Boneyard Tools

How to read 4-band and 5-band resistor codes

A plain guide to the resistor colour code: which bands are digits, how the multiplier works, and how tolerance and orientation are read.

How the bands are laid out

A resistor packs its value into coloured stripes so it can be read without printing tiny numbers on a curved body. On a common 4-band part the stripes are, from left to right, first digit, second digit, multiplier and tolerance. A 5-band part inserts a third digit stripe before the multiplier, so it carries an extra significant figure. Getting the reading order right is the first step, because a resistor read backwards can give a wildly wrong value.

Digits and the multiplier

The digit colours follow a fixed sequence: black is 0, brown 1, red 2, orange 3, yellow 4, green 5, blue 6, violet 7, grey 8 and white 9. The multiplier band uses the same order as a power of ten, so a red multiplier scales by 100 and an orange one by 1000. Two extra multiplier colours cover small resistors, with gold as 0.1 and silver as 0.01. Brown, Black, Red therefore means 10 times 100, or 1000 ohm.

The tolerance band

The final band states how far the true resistance may stray from the coded value. Gold means plus or minus 5 percent and silver means plus or minus 10 percent, the everyday choices, while brown at 1 percent and red at 2 percent mark tighter precision parts. Blue, green, violet and grey push tolerance below 1 percent for demanding work. This tool reports the tolerance as a plus-or-minus percentage right next to the resistance.
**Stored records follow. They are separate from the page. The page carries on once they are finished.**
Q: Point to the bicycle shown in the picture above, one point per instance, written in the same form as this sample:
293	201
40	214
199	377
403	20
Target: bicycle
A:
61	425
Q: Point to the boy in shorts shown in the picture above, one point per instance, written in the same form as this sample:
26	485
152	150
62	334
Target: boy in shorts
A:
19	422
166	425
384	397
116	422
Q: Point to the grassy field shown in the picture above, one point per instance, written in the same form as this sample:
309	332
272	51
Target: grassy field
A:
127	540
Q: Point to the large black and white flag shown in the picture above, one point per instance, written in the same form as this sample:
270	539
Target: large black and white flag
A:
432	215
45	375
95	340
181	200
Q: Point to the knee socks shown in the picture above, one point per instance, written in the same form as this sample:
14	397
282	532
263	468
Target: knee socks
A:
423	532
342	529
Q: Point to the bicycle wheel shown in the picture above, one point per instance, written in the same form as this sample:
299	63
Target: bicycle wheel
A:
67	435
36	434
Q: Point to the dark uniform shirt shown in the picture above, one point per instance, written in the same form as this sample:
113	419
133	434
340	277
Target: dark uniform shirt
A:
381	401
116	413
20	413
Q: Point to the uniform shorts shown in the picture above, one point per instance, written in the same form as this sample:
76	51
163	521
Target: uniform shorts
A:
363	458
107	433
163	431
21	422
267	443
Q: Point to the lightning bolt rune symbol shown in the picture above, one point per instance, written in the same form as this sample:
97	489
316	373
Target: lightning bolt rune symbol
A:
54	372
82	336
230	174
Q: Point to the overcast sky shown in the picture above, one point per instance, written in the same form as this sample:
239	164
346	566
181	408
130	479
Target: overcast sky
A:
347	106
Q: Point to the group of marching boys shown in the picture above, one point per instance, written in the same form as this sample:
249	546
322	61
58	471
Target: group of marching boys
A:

Getting the orientation right

Resistors are not marked with an arrow, so you decide which end comes first. The trick is that the digit bands are usually clustered toward one end while the tolerance band sits a little apart after a wider gap. Keep that lone band on the right and read left to right. If the colours produce an odd value, flip the part and read the other way, then compare against a standard resistance to confirm.

Frequently asked questions

What if there is no tolerance band?

A resistor with only three coloured bands and no fourth is an older 20 percent part. Modern parts always carry a tolerance band, most often gold for 5 percent.

Why does my resistor have six bands?

A sixth band gives the temperature coefficient, how much the value drifts with heat. The first five bands are read exactly as a 5-band resistor, and the extra band is informational.